Recently CSC added CloudPassage Halo to its arsenal for these clients. We sat down with Erik Winebrenner, director of CSC’s Global Cybersecurity portfolio, to find out why.
CloudPassage: Tell us a bit about CSC.
Erik: Well, CSC is a Fortune 500 company who are providers of innovative next-generation technology services and solutions to some of the world’s largest organizations. We have a deep heritage in the U.S. public sector and protecting national security, but we’re now focused entirely on commercial clients and international governmental clients. The thing that sets us apart from other large technology firms is our technology independence and extensive partner community. So, we can really say our goal is creating best-of-breed solutions, based on our client’s needs and preferences. And, secondly, we’ve invested in providing cybersecurity at global scale through our SOCs and security specialists located throughout the world.
CloudPassage: What’s driving the CSC MSSP business today?
Erik: Cybersecurity is ranked in many studies as the No. 1 technology initiative in 2015 for many enterprises. Our MSSP business is growing fast because companies are under intense pressure to respond to two significant forces: taking advantage of the speed and agility benefits of elastic compute environments, and responding to increasingly sophisticated cybersecurity threats.
Many enterprises are partnering with CSC to help them accelerate movement into cloud computing, mitigate the cost of setting up and maintaining security operations centers, automate compliance, take advantage of the latest security technology and monitor critical infrastructure for advanced threats. Partnering with CSC just makes sense as it helps these companies solve these challenges so they can focus on their businesses.
CloudPassage: Why did you choose CloudPassage Halo to power infrastructure security for CSC clients?

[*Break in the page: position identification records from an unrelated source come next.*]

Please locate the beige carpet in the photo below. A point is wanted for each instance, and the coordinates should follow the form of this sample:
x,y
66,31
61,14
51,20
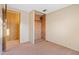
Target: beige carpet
x,y
41,48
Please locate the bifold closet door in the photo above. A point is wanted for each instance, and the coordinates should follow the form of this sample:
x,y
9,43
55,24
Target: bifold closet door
x,y
37,29
12,37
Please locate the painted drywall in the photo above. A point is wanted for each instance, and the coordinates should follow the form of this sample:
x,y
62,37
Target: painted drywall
x,y
24,32
62,27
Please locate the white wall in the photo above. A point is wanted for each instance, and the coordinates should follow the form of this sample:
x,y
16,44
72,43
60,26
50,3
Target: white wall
x,y
62,27
24,27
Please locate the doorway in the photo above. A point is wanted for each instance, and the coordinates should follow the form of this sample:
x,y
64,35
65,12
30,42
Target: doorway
x,y
40,27
11,30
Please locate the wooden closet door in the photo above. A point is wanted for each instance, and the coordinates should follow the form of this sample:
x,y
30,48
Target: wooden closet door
x,y
12,39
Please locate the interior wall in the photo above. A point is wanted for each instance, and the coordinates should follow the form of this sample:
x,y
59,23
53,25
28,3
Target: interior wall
x,y
62,27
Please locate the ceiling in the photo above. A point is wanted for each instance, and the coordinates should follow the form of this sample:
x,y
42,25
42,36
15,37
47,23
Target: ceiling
x,y
38,7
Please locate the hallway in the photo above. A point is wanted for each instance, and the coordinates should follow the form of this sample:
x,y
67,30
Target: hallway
x,y
41,48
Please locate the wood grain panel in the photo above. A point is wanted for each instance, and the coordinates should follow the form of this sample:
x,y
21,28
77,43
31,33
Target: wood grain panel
x,y
13,24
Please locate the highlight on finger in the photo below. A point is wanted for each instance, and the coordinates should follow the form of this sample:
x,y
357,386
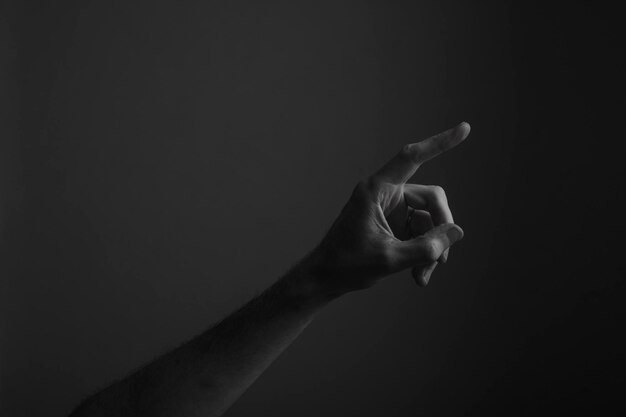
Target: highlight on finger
x,y
438,144
402,166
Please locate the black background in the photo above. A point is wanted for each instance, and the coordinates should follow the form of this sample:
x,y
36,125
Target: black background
x,y
162,162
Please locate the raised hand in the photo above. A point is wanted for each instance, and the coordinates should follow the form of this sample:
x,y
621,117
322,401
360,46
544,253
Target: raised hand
x,y
389,225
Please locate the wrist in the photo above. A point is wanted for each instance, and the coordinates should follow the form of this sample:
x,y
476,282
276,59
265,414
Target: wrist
x,y
304,285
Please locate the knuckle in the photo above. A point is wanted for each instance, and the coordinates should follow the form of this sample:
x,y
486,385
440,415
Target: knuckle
x,y
438,191
430,251
386,258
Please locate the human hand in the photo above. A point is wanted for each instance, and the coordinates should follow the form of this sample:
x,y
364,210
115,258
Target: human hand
x,y
389,225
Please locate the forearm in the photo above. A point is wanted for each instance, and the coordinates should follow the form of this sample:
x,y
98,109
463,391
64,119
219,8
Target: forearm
x,y
206,375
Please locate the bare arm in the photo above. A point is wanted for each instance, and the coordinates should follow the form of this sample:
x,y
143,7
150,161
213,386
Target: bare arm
x,y
372,238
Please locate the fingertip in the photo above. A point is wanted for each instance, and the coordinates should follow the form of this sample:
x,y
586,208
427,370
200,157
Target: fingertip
x,y
464,129
455,233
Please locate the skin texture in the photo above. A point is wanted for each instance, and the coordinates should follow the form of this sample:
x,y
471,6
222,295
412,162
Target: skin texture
x,y
386,226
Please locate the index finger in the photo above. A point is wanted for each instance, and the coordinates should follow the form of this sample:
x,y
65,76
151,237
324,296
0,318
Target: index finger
x,y
402,167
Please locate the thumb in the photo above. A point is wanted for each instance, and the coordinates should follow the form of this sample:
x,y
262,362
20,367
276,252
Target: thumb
x,y
427,248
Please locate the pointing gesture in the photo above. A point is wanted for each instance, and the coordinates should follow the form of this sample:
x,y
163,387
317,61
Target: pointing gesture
x,y
389,225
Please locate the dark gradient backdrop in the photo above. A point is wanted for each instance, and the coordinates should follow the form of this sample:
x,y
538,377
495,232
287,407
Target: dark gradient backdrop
x,y
164,161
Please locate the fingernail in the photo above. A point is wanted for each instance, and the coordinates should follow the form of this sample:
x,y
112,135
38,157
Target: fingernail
x,y
455,234
444,256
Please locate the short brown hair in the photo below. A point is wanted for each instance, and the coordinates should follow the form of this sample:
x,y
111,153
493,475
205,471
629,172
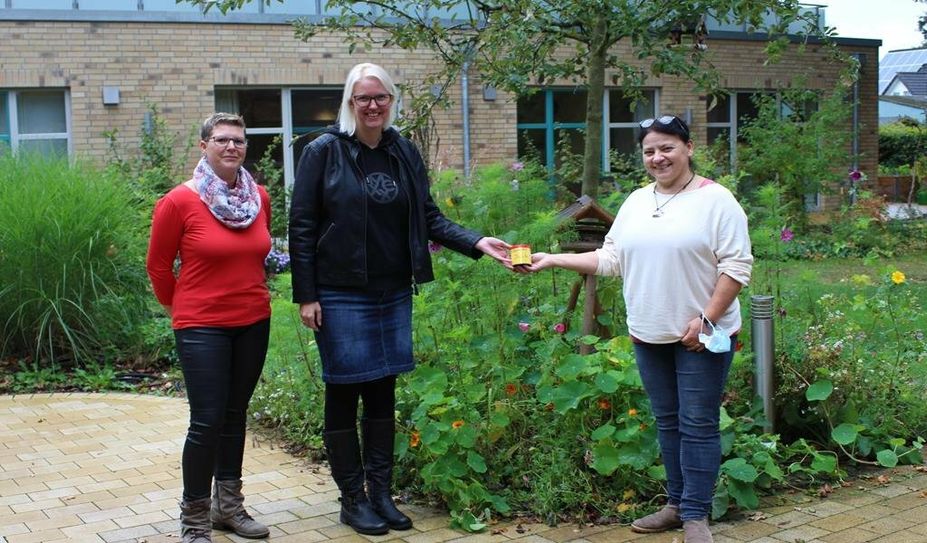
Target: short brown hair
x,y
219,118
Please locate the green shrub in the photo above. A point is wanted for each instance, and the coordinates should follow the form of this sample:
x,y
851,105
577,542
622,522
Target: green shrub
x,y
72,280
901,144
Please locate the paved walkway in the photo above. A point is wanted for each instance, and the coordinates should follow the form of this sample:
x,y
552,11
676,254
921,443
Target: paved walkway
x,y
105,468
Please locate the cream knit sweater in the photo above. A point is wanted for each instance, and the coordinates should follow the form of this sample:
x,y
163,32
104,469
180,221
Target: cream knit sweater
x,y
670,264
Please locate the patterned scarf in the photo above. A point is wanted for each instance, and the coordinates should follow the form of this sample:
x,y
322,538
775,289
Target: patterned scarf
x,y
235,208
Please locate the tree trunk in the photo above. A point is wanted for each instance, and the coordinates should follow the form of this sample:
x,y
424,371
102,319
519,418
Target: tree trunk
x,y
595,79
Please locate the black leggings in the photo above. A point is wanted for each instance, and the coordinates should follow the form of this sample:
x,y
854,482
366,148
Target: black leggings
x,y
341,402
221,367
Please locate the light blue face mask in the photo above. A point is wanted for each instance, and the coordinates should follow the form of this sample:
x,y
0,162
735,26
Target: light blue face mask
x,y
718,342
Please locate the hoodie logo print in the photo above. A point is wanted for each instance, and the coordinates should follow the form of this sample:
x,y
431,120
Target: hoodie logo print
x,y
381,188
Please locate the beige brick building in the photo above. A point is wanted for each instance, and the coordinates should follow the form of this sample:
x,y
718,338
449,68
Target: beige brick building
x,y
68,75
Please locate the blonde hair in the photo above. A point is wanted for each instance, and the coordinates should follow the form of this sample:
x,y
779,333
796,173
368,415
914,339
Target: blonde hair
x,y
347,122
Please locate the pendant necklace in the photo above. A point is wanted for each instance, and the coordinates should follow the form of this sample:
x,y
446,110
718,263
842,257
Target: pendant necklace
x,y
658,210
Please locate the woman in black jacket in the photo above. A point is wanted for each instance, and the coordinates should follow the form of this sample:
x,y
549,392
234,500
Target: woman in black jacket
x,y
360,221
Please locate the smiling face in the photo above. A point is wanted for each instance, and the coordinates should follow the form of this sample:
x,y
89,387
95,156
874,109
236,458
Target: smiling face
x,y
371,117
667,158
225,159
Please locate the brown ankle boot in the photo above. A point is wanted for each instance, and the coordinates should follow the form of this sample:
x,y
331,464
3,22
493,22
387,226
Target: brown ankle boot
x,y
697,531
661,521
228,511
194,521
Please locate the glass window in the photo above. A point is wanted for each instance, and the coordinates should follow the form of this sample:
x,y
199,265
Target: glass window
x,y
257,146
624,140
570,106
43,4
624,114
622,109
260,107
58,146
312,111
721,112
532,144
170,5
112,5
531,108
305,7
41,112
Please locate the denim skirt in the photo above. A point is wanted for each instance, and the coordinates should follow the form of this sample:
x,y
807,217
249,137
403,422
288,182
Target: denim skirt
x,y
365,335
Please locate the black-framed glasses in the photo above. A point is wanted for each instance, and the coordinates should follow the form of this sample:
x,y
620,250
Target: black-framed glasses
x,y
666,120
223,141
364,100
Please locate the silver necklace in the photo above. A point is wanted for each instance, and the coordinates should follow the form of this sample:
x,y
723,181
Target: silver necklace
x,y
658,210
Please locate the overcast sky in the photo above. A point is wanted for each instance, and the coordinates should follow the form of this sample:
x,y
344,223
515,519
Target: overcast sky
x,y
892,21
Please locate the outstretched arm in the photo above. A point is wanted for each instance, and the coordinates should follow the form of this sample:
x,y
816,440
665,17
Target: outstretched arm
x,y
585,263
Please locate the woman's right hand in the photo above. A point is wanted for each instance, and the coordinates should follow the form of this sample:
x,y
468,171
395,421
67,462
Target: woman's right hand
x,y
311,315
539,261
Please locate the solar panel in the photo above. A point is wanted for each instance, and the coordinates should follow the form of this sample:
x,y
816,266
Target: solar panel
x,y
904,60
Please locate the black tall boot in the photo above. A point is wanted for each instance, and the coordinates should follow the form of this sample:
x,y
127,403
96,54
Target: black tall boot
x,y
344,458
379,438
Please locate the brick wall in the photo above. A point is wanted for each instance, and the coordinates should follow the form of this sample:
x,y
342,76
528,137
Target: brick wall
x,y
178,66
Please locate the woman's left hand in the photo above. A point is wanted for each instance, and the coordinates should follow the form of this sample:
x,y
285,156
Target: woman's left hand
x,y
690,339
495,248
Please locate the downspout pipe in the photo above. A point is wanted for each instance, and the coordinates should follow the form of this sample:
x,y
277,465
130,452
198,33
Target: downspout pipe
x,y
465,113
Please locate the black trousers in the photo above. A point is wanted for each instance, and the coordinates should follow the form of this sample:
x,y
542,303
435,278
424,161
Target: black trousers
x,y
341,402
221,367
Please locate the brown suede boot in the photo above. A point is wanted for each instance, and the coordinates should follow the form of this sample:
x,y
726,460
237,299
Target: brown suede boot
x,y
697,531
194,521
661,521
228,511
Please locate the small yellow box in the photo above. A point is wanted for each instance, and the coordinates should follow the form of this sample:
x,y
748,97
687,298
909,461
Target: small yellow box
x,y
520,255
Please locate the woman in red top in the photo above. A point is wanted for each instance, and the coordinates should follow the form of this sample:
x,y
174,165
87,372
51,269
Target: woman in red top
x,y
218,223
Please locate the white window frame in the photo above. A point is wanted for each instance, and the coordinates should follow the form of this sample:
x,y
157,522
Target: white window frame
x,y
13,118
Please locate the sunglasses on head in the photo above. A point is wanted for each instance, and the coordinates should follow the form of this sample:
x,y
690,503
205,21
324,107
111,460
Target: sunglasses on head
x,y
666,120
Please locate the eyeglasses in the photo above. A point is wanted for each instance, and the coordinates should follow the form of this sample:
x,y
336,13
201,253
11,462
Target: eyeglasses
x,y
381,99
666,120
223,141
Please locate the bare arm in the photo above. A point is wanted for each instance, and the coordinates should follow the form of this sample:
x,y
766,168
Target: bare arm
x,y
585,263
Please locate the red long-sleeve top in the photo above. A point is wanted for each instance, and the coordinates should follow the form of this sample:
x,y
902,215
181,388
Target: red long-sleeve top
x,y
221,281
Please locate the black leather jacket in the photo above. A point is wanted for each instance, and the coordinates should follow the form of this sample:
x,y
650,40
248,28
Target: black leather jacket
x,y
328,214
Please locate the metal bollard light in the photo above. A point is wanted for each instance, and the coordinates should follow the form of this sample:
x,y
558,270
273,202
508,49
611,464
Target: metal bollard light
x,y
761,313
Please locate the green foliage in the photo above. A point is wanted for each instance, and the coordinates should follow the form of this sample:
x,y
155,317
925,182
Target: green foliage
x,y
72,281
901,143
503,415
157,166
852,376
271,176
769,155
515,44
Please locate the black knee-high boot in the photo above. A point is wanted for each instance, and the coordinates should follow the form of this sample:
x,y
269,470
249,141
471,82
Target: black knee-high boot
x,y
345,460
379,438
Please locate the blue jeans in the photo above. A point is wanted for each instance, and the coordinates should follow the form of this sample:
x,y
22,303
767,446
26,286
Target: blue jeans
x,y
685,390
221,367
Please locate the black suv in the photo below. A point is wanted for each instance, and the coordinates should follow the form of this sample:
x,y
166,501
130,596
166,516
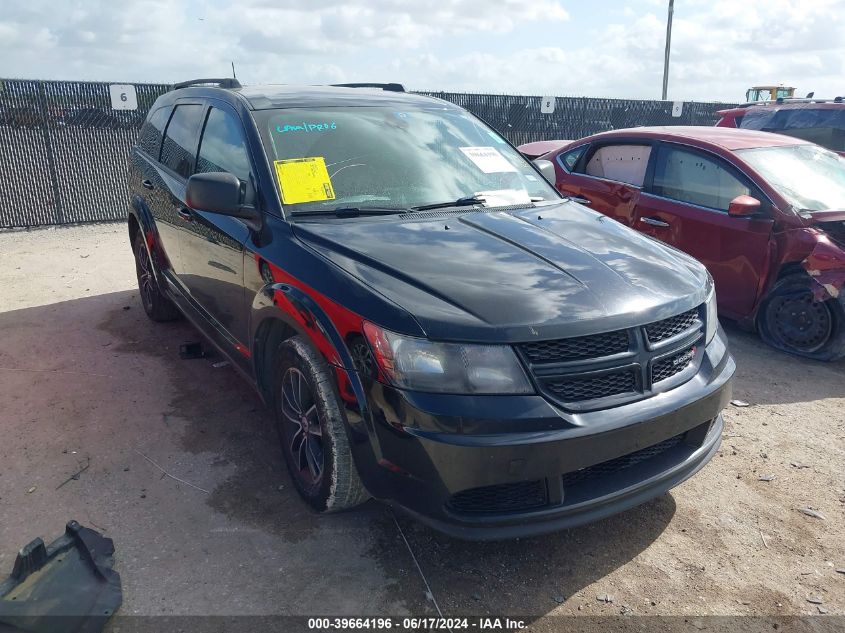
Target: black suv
x,y
432,322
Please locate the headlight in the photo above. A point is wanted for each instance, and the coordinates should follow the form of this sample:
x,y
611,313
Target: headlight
x,y
422,365
712,316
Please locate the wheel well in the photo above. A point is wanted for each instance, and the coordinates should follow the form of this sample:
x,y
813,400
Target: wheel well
x,y
791,268
269,336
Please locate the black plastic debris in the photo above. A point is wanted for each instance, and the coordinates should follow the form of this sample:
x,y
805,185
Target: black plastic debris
x,y
188,351
68,586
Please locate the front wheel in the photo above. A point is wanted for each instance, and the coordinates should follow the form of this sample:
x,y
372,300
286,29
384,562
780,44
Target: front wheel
x,y
791,319
157,306
312,430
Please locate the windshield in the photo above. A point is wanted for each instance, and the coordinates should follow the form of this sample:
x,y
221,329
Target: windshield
x,y
810,177
392,157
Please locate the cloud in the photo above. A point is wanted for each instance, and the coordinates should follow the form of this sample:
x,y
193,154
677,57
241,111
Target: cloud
x,y
719,47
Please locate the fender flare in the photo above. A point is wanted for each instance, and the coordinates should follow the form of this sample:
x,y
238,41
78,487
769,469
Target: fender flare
x,y
308,319
140,211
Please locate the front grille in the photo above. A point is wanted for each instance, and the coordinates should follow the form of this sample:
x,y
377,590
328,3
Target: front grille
x,y
620,463
671,365
501,498
586,373
578,348
579,389
667,328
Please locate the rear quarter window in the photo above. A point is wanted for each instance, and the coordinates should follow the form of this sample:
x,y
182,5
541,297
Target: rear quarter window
x,y
149,139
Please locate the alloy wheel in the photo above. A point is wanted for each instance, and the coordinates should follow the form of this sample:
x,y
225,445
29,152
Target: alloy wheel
x,y
801,322
303,435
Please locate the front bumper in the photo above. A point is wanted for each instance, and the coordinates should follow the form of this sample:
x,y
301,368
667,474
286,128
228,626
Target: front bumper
x,y
491,467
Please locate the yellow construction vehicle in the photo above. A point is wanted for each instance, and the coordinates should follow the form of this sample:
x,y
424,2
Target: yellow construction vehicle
x,y
769,93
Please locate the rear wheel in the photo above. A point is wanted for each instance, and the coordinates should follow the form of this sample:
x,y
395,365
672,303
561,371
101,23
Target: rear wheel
x,y
157,306
793,320
312,430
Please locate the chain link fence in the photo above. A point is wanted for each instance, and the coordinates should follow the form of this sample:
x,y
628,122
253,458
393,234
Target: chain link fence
x,y
64,145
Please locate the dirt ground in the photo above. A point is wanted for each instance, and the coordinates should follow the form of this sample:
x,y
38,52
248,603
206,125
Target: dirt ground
x,y
85,378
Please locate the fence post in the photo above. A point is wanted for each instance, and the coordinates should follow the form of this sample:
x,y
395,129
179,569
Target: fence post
x,y
48,146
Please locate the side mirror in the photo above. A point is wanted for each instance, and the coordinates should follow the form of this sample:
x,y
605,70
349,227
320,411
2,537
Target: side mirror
x,y
220,192
547,168
743,207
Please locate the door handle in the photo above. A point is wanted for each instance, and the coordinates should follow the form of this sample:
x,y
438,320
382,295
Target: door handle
x,y
654,222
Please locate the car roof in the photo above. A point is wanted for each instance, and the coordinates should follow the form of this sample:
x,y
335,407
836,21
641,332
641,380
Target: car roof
x,y
271,96
723,137
785,105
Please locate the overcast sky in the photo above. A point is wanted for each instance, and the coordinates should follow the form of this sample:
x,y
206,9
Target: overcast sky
x,y
610,48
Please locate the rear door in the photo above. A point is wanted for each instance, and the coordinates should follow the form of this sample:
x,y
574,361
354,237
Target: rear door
x,y
213,244
606,176
153,189
685,204
176,164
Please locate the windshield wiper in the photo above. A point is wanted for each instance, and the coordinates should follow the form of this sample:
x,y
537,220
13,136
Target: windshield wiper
x,y
466,201
350,212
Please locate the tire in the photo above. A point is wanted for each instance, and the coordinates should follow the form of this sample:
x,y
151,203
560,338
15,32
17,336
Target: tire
x,y
157,306
319,460
792,320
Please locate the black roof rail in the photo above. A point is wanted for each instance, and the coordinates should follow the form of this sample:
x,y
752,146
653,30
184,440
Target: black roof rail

Erik: CloudPassage Halo offers something unique in the market: a platform approach to security that is on-demand, automated and works in any infrastructure at any scale. Our clients have a mixture of environments, so we needed a solution that works seamlessly, anywhere. We also needed to integrate the layers of Halo protection into our existing cybersecurity customer portal (“Pulse”), so Halo’s open REST API was critical in our decision process. Using this API, we’re now able to have a ‘single pane of glass’ view for our clients’ entire security posture.
CloudPassage: How is the CSC MSSP offering structured?
Erik: With our managed cloud workload security service (see diagram), Halo agents are installed on every workload, with customer-tailored policy creation, configuration and management. Using our integrated Pulse portal and the functions provided by Halo, we’re able to monitor configurations, software vulnerabilities and intrusion detection data for their entire infrastructure. Alerts are delivered when anything out of sorts is detected. Then we work with the client on remediation strategies.
We can also develop and deliver custom fine-tuned policies tied to system account management, firewall management and file integrity monitoring as needed. At the highest level of service, our clients receive fully monitored SIEM analysis and advanced reporting. The whole idea is to give our clients a wide selection of services that fits their business needs, security posture and risk tolerance.
CloudPassage: What are the core value propositions for CSC clients that work with you as their MSSP?
Erik: Our clients are able to meet all of their critical control objectives in a model where CSC is watching over their infrastructure 24x7x365. They gain visibility into their enterprise and individual-asset-security posture. We’re able to uncover and manage vulnerabilities and configuration issues in near real time. Our clients get immediate reports showing open issues against CIS benchmarks, and we are able to do this across an entire account or department or by system type.
Because we have structured our offering in a consumption-based pricing model, our clients pay for only what they use, which reduces cost considerably when compared with operating your own SOC. And complexity is reduced since we’re on the hook to integrate our monitoring and reporting services with existing tools; it’s not the client’s job. Finally, our clients get the benefit of best practices learned from managing the operations center for more than 450 enterprises.